The ‘Yes’ team, led by former foes President Mwai Kibaki and Prime Minister Raila Odinga whose agreement to form a power-sharing government brought an end to the killings in 2008, declared victory on Thursday.

Spearheading the ‘No’ campaign was higher education minister William Ruto who conceded defeat saying that Kenyans had spoken.

Ruto denies accusations by human rights groups that he was behind some of the post-election violence committed by his Kalenjin tribe against Kikuyus in the Rift Valley. His acceptance of defeat will defuse tensions in his Rift Valley stronghold which voted overwhelmingly against the new constitution.

During the campaign, Ruto found unlikely allies in the Christian churches whose leaders urged their congregations to vote down the draft constitution because it permits abortion if the mother’s life is at risk. Church leaders also objected to ‘Khadi’ courts that judge Muslim civil matters saying they open the door to Shariah law in Kenya.

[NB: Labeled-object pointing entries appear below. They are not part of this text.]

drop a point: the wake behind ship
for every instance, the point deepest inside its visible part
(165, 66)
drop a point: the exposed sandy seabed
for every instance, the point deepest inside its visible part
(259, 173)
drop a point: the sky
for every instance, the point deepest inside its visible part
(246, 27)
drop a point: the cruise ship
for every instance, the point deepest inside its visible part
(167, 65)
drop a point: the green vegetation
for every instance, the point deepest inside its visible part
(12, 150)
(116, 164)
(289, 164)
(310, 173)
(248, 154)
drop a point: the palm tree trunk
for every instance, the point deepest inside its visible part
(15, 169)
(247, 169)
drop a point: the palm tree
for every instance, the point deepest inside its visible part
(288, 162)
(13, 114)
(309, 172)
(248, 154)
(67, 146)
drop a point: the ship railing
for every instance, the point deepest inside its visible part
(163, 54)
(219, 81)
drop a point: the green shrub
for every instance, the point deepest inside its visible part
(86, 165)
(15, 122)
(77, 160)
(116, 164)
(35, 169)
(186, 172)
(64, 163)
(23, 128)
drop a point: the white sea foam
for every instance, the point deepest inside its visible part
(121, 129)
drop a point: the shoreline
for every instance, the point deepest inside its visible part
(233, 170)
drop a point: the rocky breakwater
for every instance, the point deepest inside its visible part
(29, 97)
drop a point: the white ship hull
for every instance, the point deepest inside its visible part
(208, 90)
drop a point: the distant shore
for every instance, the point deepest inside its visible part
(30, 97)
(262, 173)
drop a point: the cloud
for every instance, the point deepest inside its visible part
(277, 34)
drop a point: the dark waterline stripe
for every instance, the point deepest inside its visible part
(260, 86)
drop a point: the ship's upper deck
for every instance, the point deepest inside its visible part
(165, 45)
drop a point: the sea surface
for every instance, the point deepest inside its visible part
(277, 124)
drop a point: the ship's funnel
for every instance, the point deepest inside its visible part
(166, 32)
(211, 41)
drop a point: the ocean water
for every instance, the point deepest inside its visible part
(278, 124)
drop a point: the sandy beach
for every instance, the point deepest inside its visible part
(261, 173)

Despite the hope it offers for a fresh start for the country, the constitution is far from a panacea for Kenya’s deep-rooted political malaise as scores of laws — experts reckon around 60 separate pieces of legislation — will have to be passed to make the constitution a reality, leaving plenty of room for political sabotage.

“That will be a challenge because the conservative forces will start regrouping tomorrow,” warned Githongo. “But change will come, grimly and perhaps with the occasional convulsion but, step by step, it will come.”

A few miles outside Eldoret the need for change is all too clear. In front of one of three dozen little wooden crosses sinking into the soil on a plot of fenced-in land in Kiambaa is a spray of marigolds.

The flowers were planted by Grace Mukami, 32, to mark the spot where her eight-year-old daughter burned to death when Kalenjin men set fire to a church full of Kikuyus on New Year’s Day 2008.

The immediate reason for the Kelenjin attack was retaliation for the perceived "theft" of the election by Kibaki, a Kikuyu. The underlying reason was a long-standing belief that Kikuyus are "outsiders" who had taken traditional Kalenjin land in the Rift Valley.

It was the single worst attack of the post-election period and the wounds here are not healed. Just as there were armed officers on guard at polling stations on Wednesday to prevent a possible outbreak of violence, there is a new police post in the middle of Kiambaa’s divided community to deter attacks.

Makumi was voting in favor of the new constitution but feared it may bring little change, saying “It’s the politicians who destroyed the old constitution and they can wreck this one too.”